If their questions are answered honestly and sensibly, then they can develop the understanding that evidence has found leads to later experimentation - compare the teenage pregnancy rates of the US and Sweden.
Trying to keep children ignorant of sex is about as easy (and as helpful) as trying to keep a boat dry. There are already girls of 12 getting pregnant - they're the ones that don't know that the fun games that they are playing are sex.
Phil Culmer, Southend on Sea, UK
More to the point, what was a six year old doing wandering through the house alone while her parents were having sex??
Pu Li, Guangxi,
If your locks do not work, why not put Vaseline on the door knob?
Victor Cedar, Scottsdale, USA
This is a classic case supporting the English idiom of locking the stable door after the horse has bolted. If there is genuine concern about a child seeing any particular adult activity then parents, whether in the heat of the moment or not, should have the mental capacity and maturity to lock the door.

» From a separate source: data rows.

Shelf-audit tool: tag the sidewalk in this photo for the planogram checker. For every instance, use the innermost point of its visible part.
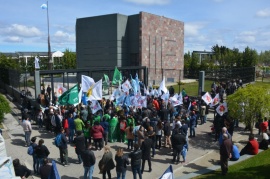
(203, 152)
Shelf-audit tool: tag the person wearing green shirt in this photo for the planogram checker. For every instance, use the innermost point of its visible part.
(79, 125)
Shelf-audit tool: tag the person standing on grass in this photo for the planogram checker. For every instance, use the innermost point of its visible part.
(225, 152)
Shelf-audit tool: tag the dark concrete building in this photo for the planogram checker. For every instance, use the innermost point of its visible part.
(143, 39)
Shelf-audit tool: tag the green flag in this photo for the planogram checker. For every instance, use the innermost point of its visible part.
(106, 82)
(117, 77)
(70, 96)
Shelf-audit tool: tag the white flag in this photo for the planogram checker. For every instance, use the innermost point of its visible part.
(222, 108)
(162, 87)
(95, 91)
(95, 106)
(37, 63)
(207, 98)
(87, 82)
(126, 86)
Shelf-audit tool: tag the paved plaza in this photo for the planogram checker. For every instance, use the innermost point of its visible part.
(202, 156)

Cornelis Reiman, Bangkok, Thailand
some of my friends have once privately talked about the experience of interrupted their parent's sex iduring their childhood, and after years, they seems all could hold a right attitude toward sex and take a smile to that accident. i think this lady is overreacting on this. just tell her kid that is merely a game which only suitable for adults with a nice gentle tone. her kid would get over it in soon.
cty, zhejiang, china
Apart from any other consideration, why wasn't the child ever instructed to knock on the door before entering? Over sixty years ago that's what I was told and it seemed only good manners to do so, like chewing food with one's mouth shut, another lesson I was taught at a tender age. Children should not be able to barge into their parents' bedroom when the door is closed - that's what doors are for, to keep unwanted visitors out. I can't agree with Dr Calderone - three year olds have no idea what romantic love is and certainly can have no idea how the species is reproduced. If her advice is taken we shall have experimentation at far earlier ages than at present; as it is puberty is frequently reached at and before twelve - it can't be long before there will be young mothers of that same age. I cannot see that children, indeed only just out of babyhood, should be burdened with the knowledge of reproduction and inevitably, birth control. Let them be children!